Closed kouxichao closed 5 years ago
TLDR: try an approach like the one in this paper, and if you really want to use the SiamFC, post the code that is giving you the NaN's. Have you made sure that your images are in the correct range? The network expects pixels in the range [0, 1] and not [0, 255].
Warning: Big text ahead
First of all, I don't believe this approach is the most appropriate for your problem. The SiamFC has a tradeoff between its semantic and spatial information capacity. To understand what I mean, see the following picture that illustrates how the network maps between the input (left) and its embedding (right). As the network is Fully Convolutional, the embedding is a 2D mapping, and each element is a function of a restricted region of the input (shown with the semitransparent colored masks on the input). The size of these regions is the Receptive Field of the output layer, which depends on the network's parameters and can be changed. Each element of the embedding, then, only "sees" a part of the input, and can only learn based on that restricted region, so the kind of semantic categories it can learn are more restricted the smaller the receptive field. Simplifying a lot, in the image, we could say that the network could be capable of learning and being able to discriminate the head or the belly of a zebra, but not the whole zebra, since the receptive field is not big enough to cover the zebra completely. By contrast the network preserves some of the spatial information about the input image. Even though we don't know what output the network will give for the head, neck and belly of the zebra, we know that in the embedding they will be ordered just as they are ordered in the input. The larger the receptive field the more semantic information the network might be able to learn, but the smaller the size of the embedding (I'll let you figure why, hint: think of a FullyConv net as a single conv layer with a kernel with the size of the receptive field), and the less spatial information the embedding has. You can see this phenomenon in the following image, where we change the receptive field of the network (phi) and when the receptive field is equal to the image size, the embedding is a single vector instead of a 2D mapping of vectors.
One of the points of the SiamFC architecture is that the correlation operation is highly dependent on the spatial information, and can work well even if the network hasn't "learned" to encode that much semantic information, but that assumes that most of the scene is not going to change between your template and your search image, if you're going to compare objects of the same class in different scenes, with very different poses, etc, what you want is to have a network that has some sort of semantic invariance, like the original facenet paper, where faces from the same subject are mapped near to each other, independently of the pose, backgroud, etc.
In other words: The tracking problem assumes that the appearance of the object doesn't change that much between close frames.
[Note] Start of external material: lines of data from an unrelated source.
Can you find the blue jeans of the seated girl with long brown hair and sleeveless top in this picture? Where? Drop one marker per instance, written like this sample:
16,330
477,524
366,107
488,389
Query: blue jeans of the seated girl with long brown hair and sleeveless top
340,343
If your problem doesn't have this assumption I would suggest a similarity function based on the euclidean distance between the embeddings instead of the SiamFC's correlation based one.
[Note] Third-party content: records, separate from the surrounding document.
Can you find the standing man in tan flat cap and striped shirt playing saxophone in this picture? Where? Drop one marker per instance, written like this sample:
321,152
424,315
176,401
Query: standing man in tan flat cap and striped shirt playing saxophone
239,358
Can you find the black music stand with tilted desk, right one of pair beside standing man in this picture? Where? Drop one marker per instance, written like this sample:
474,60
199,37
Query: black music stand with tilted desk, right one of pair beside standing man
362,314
As you said, SiamFC is not suitable for this type of problem, I intend to give up this approach. the RepMet you suggested is exactly what I want to use, I will try it.
Thank you very much for your detailed answers and suggestions.
I want to use this project to achieve the object matching function, calculate the features of the two images like face recognition and then get the similarity measure to judge whether it is the same object.
I calculate the score map directly on the two object images, and often get the results of nan, inf and so on. I saw that the last convolution of the model was to use the features of the template image as a weight to convolve the input image, which caused a large number of values.
I don't know if there are any good suggestions, thank you.